A. 5 [Seperti Bung Karno]

2.5K 344 62
                                    

Sepanjang malam Max Havelaar-ku tak habis, ia kalah dengan tugas matematika serta direct message dari Arsana. Aku tak membalasnya, sungguh tak ada keberanian untuk membalas. Hanya kupandangi dan meletup sendiri setiap ada pesan baru yang masuk. "Lia, apa kamu masih sibuk dengan buku birumu? Hingga tak punya waktu membalas direct message dariku. Oke, tak apa. Selesaikan. Aku akan menunggu. Seperti Rudy yang menunggu waktunya kembali agar dapat bertemu Ainun."

Aku tahu dan aku paham betul setiap laki-laki playboy pandai merayu. Tetapi tak pernah ada rayuan berkelas yang keluar dari mulut seorang playboy. Setidaknya itu kata ayah waktu aku masih SMP. Saat itu aku membantah, Soekarno memuji perempuannya dengan berkelas, padahal bisa dikatakan Soekarno pun mudah jatuh cinta. Ayah membalas lagi bahwa Kartini Manoppo, dipuji cantik oleh Soekarno selepas Soekarno melihat pameran lukisan Basuki Abdullah, di mana Kartini sebagai model salah satu lukisan. Seorang Kartini langsung tersipu malu dan jatuh hati. Dinikahi secara tidak resmi pada tahun 1959, dikirim ke Jerman ketika ada gejolak G30SPKI di Indonesia, dan melahirkan Totok Suryawan di sana.
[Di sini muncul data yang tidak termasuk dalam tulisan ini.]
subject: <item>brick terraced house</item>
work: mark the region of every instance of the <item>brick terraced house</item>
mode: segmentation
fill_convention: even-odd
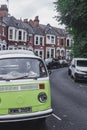
[[[69,59],[71,45],[65,29],[40,24],[38,16],[34,20],[16,19],[8,15],[7,5],[1,5],[0,50],[27,49],[43,59]]]

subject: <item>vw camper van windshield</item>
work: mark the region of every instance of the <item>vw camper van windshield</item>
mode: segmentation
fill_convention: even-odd
[[[46,77],[44,63],[36,58],[7,58],[0,60],[0,79]]]
[[[87,67],[87,60],[78,60],[77,66]]]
Tidak ada yang tahu bahwa Kartini Manoppo menikah dengan Soekarno karena memang disembunyikan. Baru terungkap pada 20 Juni 1978 oleh kakak kandung Soekarno, Ibu Sukarmini atau yang akrab disapa Ibu Wardoyo, yang merasa bahwa Totok Suryawan mirip dengan Sukarno. Hal itu tertuang dalam buku karya Reni Nuryanti dkk, tahun 2007 yang berjudul, Istri-istri Sukarno. Kata ayah lagi, "Yang berkelas bukan pujian Soekarno, Lia. Tetapi kharisma seorang Soekarno tiada tandingannya. Baik bagi musuhnya, rakyatnya, atau wanitanya. Karena semua laki-laki bisa memuji semua perempuan cantik, tetapi tidak semua bisa memikat seperti Bung Karno."

Sekarang, Arsana mengingatkanku pada sosok Bung Karno, meski jauh dari kata mirip. Aku akui Gavin Nino Mahardika, penuh kharismatik dan tampan. Tetapi tidak ada yang bisa sepadan dengan Bung Karno. Ia hanya mengingatkanku pada sedikit karismatik yang ia pancarkan. Pada tutur katanya yang mampu membiusku.

Pagi ini, aku berjalan bersama Max Havelaar, memasuki gerbang sekolah, dengan sesekali berharap dapat melihat Arsana. Melihatnya turun dari mobil ayahnya mungkin, atau melihatnya berjalan bersama Hito. Sempat berhenti, lalu melanjutkan langkah lagi. Sudah saatnya berhenti memikirkan sosok Arsana.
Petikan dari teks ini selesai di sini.